Post Processing
Description of signal processing techniques and data preparation procedures used in the TAPS dataset.
Data Mismatch Correction
One of the key challenges in creating the TAPS dataset was addressing the timing differences between throat microphone and acoustic microphone signals. These mismatches occur due to several factors:
- Variations in speakers' larynx and oral structures
- Differences in phoneme production locations
- Distance between the acoustic microphone and speaker's lips
Technical Details
For detailed information about data mismatch analysis and correction methods, including:
- Mismatch variation analysis
- Impact of microphone distance
- Speaker-dependent variations
- Phoneme-dependent timing differences
Please refer to the "Technical Validation" section of our paper [Link to paper].
Background Noise Reduction
To ensure high-quality reference signals, we applied noise reduction to the acoustic microphone recordings using the Demucs speech enhancement model.
Process Details
- • Used Demucs pretrained causal version
- • Applied to acoustic microphone signals only
- • Preserved original signal characteristics
- • Minimal impact on speech content
Results
- • Reduced background noise
- • Enhanced signal clarity
- • Improved reference quality
- • Maintained natural speech characteristics
Note
The noise reduction was applied only to minimize minor background noise in the acoustic microphone recordings. The throat microphone signals were preserved in their original form to maintain the authenticity of the dataset.
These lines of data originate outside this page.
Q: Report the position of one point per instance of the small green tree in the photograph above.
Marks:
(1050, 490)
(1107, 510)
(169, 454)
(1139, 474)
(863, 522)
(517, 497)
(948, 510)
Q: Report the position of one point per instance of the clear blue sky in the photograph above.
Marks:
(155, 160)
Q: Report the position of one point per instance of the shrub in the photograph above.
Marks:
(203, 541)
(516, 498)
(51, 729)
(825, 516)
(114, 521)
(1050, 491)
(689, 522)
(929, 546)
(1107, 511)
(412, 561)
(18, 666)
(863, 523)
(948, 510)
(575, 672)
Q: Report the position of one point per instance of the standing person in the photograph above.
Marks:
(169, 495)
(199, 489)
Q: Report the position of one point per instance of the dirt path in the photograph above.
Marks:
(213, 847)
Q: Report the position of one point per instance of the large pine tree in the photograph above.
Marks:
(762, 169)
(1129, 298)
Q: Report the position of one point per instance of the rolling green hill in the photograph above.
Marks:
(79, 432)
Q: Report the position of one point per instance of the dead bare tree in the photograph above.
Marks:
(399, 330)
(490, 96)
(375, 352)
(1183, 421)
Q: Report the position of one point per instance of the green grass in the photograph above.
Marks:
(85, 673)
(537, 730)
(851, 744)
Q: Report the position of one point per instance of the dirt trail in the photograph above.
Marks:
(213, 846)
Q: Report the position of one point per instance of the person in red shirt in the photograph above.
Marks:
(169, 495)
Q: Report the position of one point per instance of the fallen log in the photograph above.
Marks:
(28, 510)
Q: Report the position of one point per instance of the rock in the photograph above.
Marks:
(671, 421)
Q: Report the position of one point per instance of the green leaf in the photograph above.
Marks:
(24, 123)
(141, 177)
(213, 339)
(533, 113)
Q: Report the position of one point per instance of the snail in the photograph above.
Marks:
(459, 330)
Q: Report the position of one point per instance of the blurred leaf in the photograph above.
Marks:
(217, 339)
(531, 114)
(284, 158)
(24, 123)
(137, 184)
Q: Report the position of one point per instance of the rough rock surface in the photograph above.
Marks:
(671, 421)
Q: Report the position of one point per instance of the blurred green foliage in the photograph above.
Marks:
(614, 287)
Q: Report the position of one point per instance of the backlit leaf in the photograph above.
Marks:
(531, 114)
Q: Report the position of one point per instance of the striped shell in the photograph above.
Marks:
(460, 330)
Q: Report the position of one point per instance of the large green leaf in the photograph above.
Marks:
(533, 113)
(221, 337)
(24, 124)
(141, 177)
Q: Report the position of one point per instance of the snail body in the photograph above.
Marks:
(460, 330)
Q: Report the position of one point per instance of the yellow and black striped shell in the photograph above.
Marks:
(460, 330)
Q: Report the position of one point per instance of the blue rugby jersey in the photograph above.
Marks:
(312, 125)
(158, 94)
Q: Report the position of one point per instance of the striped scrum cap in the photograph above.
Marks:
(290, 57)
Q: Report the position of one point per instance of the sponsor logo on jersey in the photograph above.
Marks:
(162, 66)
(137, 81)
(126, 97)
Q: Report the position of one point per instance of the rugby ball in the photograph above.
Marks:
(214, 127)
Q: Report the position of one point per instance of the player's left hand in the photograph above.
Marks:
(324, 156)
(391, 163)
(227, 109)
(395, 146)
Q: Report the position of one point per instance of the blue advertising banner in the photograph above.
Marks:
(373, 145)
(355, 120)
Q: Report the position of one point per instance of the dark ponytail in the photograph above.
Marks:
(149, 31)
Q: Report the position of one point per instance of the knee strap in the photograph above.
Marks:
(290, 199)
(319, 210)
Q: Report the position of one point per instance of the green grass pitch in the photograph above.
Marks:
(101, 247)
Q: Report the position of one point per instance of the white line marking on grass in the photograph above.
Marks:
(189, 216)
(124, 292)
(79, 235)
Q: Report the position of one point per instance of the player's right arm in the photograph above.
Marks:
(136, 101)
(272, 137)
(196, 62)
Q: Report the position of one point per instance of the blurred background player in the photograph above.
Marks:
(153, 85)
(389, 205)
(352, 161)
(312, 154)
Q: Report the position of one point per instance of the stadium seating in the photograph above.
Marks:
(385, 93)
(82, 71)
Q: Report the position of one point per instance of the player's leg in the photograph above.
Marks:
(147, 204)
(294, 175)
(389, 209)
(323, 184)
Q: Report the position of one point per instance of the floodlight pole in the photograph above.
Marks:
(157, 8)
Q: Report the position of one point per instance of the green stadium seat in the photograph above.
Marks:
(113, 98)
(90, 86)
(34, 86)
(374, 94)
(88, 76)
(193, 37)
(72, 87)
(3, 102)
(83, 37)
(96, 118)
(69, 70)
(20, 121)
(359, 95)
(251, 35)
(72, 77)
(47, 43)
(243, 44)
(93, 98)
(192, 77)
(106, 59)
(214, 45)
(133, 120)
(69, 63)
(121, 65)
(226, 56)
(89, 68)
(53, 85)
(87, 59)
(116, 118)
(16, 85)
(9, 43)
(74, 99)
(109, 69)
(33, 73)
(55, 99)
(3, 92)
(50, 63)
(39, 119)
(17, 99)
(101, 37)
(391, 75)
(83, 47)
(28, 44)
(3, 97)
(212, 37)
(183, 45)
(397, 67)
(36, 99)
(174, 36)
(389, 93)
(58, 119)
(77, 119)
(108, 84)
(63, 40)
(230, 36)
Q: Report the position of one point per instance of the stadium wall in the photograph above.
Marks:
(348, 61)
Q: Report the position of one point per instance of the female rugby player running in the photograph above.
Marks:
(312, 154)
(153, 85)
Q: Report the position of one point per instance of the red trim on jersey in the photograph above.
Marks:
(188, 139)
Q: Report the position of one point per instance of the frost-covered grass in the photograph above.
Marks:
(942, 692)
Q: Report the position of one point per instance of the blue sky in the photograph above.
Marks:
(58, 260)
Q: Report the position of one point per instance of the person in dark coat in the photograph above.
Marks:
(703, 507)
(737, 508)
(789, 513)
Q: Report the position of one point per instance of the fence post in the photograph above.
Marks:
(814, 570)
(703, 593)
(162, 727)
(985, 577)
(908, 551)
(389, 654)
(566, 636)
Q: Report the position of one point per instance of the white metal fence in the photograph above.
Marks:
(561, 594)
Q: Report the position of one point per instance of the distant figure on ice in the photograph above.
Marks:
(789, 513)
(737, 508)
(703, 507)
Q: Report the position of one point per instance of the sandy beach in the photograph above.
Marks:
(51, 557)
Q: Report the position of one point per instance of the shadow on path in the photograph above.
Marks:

Complete Processing Pipeline
-
High-pass Filtering
Applied 5th-order Butterworth high-pass filter with 50 Hz cut-off frequency to reduce gravitational acceleration effects
-
Timing Alignment
Corrected timing differences between throat and acoustic microphone signals
-
Noise Reduction
Applied Demucs-based noise reduction to acoustic microphone recordings
-
Trimming
Removed silent segments at the beginning and end of recordings
-
Quality Verification
Manual review of evaluation set utterances for accuracy